4. Establish a governance structure for Enterprise Imaging. Program, technology, clinical, data, and financial governance are all important. Who pays for it? Who owns it? Who makes the decisions? Who is held accountable? It’s a shared service that impacts the P&L of many departments so governance is critical.
5. Align strategy with existing portfolios and determine an implementation roadmap.

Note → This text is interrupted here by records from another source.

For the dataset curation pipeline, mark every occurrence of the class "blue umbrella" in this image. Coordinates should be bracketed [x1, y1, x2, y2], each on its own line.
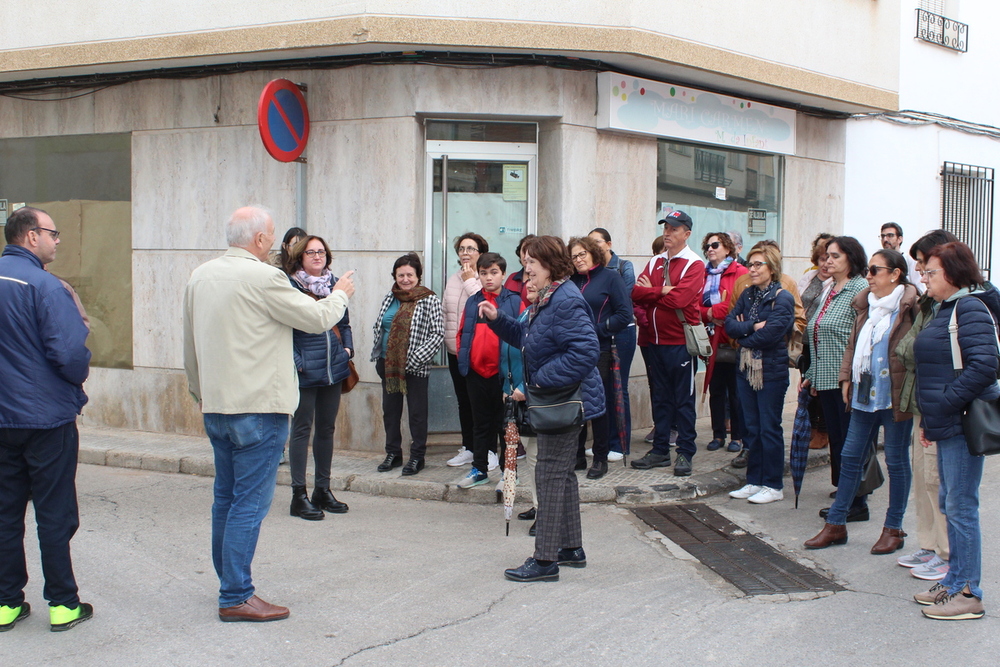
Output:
[788, 387, 812, 509]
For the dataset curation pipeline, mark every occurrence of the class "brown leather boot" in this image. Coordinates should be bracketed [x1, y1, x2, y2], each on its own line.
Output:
[809, 428, 830, 449]
[806, 523, 847, 549]
[872, 528, 906, 556]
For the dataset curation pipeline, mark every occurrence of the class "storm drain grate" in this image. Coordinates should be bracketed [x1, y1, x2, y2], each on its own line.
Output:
[632, 503, 844, 595]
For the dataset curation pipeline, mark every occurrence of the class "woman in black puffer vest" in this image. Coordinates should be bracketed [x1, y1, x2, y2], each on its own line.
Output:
[284, 236, 354, 521]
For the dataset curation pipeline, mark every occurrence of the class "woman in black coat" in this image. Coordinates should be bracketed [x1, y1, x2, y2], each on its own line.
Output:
[726, 246, 795, 505]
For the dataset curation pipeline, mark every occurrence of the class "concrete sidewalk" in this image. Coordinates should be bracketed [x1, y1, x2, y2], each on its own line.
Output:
[80, 404, 829, 504]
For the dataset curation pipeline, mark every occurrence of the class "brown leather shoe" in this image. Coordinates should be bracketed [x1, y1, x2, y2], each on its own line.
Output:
[872, 528, 906, 556]
[219, 595, 288, 623]
[806, 523, 847, 549]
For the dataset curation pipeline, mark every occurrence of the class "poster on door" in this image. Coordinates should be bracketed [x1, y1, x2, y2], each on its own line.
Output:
[503, 164, 528, 201]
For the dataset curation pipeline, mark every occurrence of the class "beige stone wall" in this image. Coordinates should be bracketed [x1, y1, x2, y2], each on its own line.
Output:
[0, 66, 844, 450]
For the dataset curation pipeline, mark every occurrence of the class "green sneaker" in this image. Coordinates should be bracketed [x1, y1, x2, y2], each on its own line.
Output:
[49, 602, 94, 632]
[0, 602, 31, 632]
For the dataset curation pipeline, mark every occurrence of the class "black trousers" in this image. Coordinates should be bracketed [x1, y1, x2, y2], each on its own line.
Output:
[375, 359, 430, 459]
[465, 369, 503, 472]
[448, 353, 474, 452]
[0, 422, 80, 608]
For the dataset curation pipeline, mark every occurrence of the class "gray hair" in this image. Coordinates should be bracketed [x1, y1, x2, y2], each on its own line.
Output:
[226, 206, 272, 248]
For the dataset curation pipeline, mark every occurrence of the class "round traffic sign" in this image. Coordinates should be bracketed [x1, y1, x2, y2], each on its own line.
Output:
[257, 79, 309, 162]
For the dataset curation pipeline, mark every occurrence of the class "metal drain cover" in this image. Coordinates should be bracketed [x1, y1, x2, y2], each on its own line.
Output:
[632, 503, 844, 595]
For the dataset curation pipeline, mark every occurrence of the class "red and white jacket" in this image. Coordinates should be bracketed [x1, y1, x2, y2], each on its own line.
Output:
[632, 246, 705, 345]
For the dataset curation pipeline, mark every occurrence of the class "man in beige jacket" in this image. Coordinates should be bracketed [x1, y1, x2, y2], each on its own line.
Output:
[184, 207, 354, 621]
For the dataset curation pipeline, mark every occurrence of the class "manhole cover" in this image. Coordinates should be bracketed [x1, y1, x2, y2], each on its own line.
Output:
[632, 503, 844, 595]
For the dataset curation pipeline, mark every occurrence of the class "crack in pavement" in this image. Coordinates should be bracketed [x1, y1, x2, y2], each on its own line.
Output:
[333, 586, 523, 667]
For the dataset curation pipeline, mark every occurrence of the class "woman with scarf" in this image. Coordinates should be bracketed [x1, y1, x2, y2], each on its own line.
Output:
[479, 236, 605, 581]
[371, 252, 444, 475]
[725, 245, 795, 505]
[805, 250, 917, 555]
[282, 235, 354, 521]
[701, 232, 747, 452]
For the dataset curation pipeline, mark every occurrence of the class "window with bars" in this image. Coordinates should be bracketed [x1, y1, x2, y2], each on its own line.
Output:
[941, 162, 993, 275]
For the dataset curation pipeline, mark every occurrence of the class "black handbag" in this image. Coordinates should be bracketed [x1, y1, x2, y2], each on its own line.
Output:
[948, 304, 1000, 456]
[524, 382, 583, 435]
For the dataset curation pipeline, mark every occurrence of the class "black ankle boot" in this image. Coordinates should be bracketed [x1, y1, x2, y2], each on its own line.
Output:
[313, 487, 350, 514]
[289, 486, 324, 521]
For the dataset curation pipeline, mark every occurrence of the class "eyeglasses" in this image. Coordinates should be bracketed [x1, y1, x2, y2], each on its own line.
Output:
[31, 227, 59, 239]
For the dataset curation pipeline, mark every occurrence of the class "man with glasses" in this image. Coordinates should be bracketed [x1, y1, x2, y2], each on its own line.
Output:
[878, 222, 927, 294]
[0, 207, 94, 632]
[184, 206, 354, 621]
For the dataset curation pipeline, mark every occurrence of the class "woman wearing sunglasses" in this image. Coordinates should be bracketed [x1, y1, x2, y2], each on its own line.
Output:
[805, 250, 917, 555]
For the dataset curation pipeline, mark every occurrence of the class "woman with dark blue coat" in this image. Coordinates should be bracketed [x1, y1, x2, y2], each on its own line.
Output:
[726, 245, 795, 505]
[913, 242, 1000, 620]
[285, 236, 354, 521]
[569, 236, 632, 479]
[479, 236, 605, 581]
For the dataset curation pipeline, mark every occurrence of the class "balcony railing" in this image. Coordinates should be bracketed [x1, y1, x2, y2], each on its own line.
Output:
[916, 9, 969, 53]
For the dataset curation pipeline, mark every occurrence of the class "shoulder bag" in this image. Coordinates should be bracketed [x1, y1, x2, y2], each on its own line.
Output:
[948, 303, 1000, 456]
[663, 260, 712, 359]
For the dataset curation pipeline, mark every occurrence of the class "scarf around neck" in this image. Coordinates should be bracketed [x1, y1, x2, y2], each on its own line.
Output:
[385, 283, 434, 394]
[851, 285, 903, 382]
[295, 269, 333, 296]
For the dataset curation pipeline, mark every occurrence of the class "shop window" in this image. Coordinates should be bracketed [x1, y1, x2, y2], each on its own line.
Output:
[941, 162, 993, 275]
[0, 134, 132, 368]
[656, 139, 784, 250]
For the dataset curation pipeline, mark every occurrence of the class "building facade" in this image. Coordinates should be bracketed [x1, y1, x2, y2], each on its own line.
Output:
[0, 0, 901, 450]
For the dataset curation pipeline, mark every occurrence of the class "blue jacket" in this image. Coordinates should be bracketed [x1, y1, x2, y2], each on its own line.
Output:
[458, 287, 521, 377]
[570, 266, 632, 351]
[0, 245, 90, 429]
[490, 281, 605, 419]
[913, 289, 1000, 442]
[292, 276, 354, 387]
[726, 286, 795, 389]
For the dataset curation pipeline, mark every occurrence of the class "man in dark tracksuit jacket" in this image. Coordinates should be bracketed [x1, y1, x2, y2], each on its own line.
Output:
[0, 207, 93, 631]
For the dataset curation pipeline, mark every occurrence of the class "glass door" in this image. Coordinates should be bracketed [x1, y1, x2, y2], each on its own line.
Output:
[424, 141, 537, 432]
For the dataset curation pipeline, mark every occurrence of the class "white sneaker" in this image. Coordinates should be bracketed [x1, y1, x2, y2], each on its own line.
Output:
[729, 484, 764, 500]
[448, 447, 472, 468]
[747, 486, 785, 505]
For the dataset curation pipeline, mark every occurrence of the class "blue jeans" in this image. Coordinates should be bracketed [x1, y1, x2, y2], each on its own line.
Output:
[937, 435, 984, 600]
[826, 408, 913, 529]
[733, 371, 788, 489]
[605, 326, 637, 454]
[205, 413, 288, 607]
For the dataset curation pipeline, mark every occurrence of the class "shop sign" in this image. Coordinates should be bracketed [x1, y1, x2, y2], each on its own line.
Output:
[597, 72, 795, 155]
[257, 79, 309, 162]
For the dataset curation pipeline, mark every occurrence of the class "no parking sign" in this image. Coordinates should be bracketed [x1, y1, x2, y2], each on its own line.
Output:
[257, 79, 309, 162]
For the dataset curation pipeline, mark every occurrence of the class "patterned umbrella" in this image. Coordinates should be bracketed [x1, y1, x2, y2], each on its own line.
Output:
[503, 398, 521, 537]
[611, 345, 632, 466]
[788, 387, 812, 509]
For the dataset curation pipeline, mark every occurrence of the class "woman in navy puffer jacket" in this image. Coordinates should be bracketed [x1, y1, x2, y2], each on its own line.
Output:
[479, 236, 605, 581]
[726, 246, 795, 505]
[285, 236, 354, 521]
[913, 242, 1000, 620]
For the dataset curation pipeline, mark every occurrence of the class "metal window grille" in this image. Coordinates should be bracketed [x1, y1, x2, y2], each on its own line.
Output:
[941, 162, 993, 274]
[916, 9, 969, 53]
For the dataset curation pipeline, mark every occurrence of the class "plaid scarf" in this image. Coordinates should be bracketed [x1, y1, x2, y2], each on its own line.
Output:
[385, 283, 434, 394]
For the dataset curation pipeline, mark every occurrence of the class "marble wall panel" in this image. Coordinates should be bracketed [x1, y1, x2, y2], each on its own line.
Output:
[308, 118, 424, 251]
[781, 157, 844, 266]
[132, 127, 296, 250]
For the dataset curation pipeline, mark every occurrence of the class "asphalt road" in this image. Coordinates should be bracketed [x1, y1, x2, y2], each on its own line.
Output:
[0, 457, 1000, 667]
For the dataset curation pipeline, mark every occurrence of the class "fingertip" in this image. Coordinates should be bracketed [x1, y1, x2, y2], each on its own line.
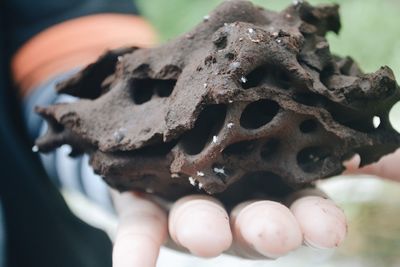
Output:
[169, 197, 232, 258]
[234, 201, 302, 258]
[291, 196, 347, 249]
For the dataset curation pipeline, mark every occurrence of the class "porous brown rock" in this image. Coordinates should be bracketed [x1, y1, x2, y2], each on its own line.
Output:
[36, 1, 400, 206]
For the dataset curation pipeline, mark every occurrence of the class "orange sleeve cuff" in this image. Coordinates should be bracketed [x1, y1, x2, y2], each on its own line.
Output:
[11, 14, 157, 96]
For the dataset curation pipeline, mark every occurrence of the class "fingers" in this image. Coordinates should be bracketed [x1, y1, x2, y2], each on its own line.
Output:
[169, 196, 232, 257]
[345, 149, 400, 181]
[113, 193, 167, 267]
[290, 196, 347, 249]
[231, 201, 303, 258]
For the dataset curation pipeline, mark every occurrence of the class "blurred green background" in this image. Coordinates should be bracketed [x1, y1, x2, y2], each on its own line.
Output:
[137, 0, 400, 77]
[132, 0, 400, 267]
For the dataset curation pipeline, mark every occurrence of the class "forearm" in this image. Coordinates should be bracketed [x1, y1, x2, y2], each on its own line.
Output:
[7, 0, 155, 207]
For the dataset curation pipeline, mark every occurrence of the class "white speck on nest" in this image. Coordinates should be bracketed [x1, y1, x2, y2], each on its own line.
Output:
[213, 135, 218, 144]
[146, 188, 154, 194]
[372, 116, 381, 129]
[197, 171, 204, 176]
[213, 167, 226, 176]
[229, 61, 240, 69]
[188, 176, 196, 186]
[293, 0, 304, 6]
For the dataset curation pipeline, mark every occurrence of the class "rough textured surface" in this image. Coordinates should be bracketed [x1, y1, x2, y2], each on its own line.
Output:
[36, 1, 400, 203]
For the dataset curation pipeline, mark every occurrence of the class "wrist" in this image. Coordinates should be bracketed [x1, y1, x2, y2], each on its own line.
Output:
[11, 14, 156, 96]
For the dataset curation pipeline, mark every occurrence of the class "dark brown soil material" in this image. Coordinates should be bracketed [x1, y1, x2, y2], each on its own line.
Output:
[36, 1, 400, 203]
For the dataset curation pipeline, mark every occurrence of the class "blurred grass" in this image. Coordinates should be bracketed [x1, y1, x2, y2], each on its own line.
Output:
[137, 0, 400, 78]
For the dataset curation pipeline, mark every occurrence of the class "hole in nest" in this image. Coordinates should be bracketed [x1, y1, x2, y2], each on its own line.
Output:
[297, 146, 330, 172]
[242, 66, 268, 89]
[293, 93, 321, 106]
[242, 65, 290, 89]
[225, 52, 235, 60]
[131, 79, 176, 105]
[223, 141, 255, 156]
[211, 163, 231, 183]
[260, 138, 280, 159]
[213, 32, 228, 49]
[240, 99, 280, 129]
[299, 119, 318, 133]
[181, 104, 226, 155]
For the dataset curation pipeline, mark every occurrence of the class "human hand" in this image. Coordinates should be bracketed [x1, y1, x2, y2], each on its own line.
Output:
[113, 189, 347, 267]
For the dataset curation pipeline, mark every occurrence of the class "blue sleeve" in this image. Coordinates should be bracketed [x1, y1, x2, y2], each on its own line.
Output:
[23, 69, 114, 212]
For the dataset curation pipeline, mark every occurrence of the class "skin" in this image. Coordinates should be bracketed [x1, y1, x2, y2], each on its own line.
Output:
[113, 149, 400, 267]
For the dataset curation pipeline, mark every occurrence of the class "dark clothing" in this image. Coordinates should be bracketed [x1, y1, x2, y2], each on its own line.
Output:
[0, 0, 136, 267]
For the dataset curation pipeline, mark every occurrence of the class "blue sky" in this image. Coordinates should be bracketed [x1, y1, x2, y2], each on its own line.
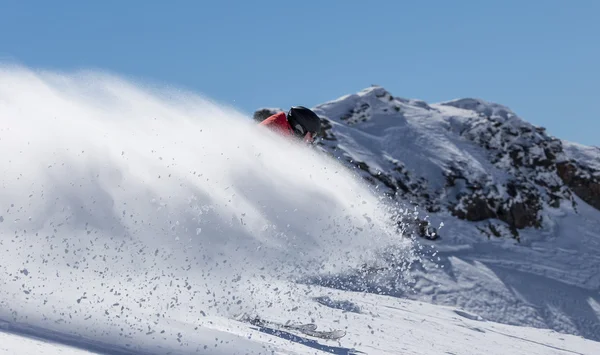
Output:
[0, 0, 600, 146]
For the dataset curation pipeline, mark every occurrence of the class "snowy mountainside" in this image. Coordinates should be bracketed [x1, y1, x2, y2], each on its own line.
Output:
[0, 67, 600, 355]
[254, 86, 600, 340]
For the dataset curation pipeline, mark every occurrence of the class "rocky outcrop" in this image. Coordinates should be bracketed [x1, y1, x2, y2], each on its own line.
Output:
[556, 162, 600, 210]
[255, 86, 600, 239]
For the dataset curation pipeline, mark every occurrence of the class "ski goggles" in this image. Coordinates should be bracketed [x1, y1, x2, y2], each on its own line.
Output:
[294, 124, 316, 144]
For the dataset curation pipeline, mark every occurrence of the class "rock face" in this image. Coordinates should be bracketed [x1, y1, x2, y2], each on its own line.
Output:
[255, 86, 600, 239]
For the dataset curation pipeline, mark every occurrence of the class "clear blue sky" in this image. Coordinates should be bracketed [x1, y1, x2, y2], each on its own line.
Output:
[0, 0, 600, 146]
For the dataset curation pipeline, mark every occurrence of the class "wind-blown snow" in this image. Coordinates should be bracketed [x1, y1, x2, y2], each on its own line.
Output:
[0, 67, 600, 354]
[0, 68, 410, 350]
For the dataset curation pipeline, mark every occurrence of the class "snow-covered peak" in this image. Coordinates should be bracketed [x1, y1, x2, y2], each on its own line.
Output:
[304, 86, 600, 242]
[439, 98, 516, 122]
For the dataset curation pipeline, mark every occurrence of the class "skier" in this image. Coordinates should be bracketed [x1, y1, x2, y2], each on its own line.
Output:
[259, 106, 321, 144]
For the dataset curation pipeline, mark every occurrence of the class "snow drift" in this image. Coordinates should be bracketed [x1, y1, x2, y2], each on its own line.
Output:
[0, 67, 411, 353]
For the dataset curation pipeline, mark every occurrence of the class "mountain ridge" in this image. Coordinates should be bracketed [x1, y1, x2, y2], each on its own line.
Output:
[254, 85, 600, 240]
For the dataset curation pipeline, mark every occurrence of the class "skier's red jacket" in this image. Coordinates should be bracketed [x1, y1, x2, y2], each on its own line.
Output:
[259, 112, 294, 136]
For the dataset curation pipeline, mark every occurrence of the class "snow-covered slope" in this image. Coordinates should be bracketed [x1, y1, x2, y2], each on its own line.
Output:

Take into account the existing set of capabilities first, then consider in flight projects, service line growth strategies and other enterprise initiatives.
6. Determine gaps, write a request for proposal, and evaluate potential solutions.
7. Once you select a vendor partner (the keyword is “partner,” not someone selling you a widget), you’re ready to execute.
Merritt says the biggest challenge beyond getting stakeholders across the organization to be a part of the process is interoperability, assuring the technology platform is agile and open to new functionalities. “Sometimes that means looking to smaller start-ups or even internally if the big players in the market don’t have the complete solution. Whether it’s for research or clinical use, Enterprise Imaging isn’t talked about as often but when you start unifying all this data, it makes it much easier to collate that information for everyone.”
Breaking down silos and fostering collaboration. What a concept.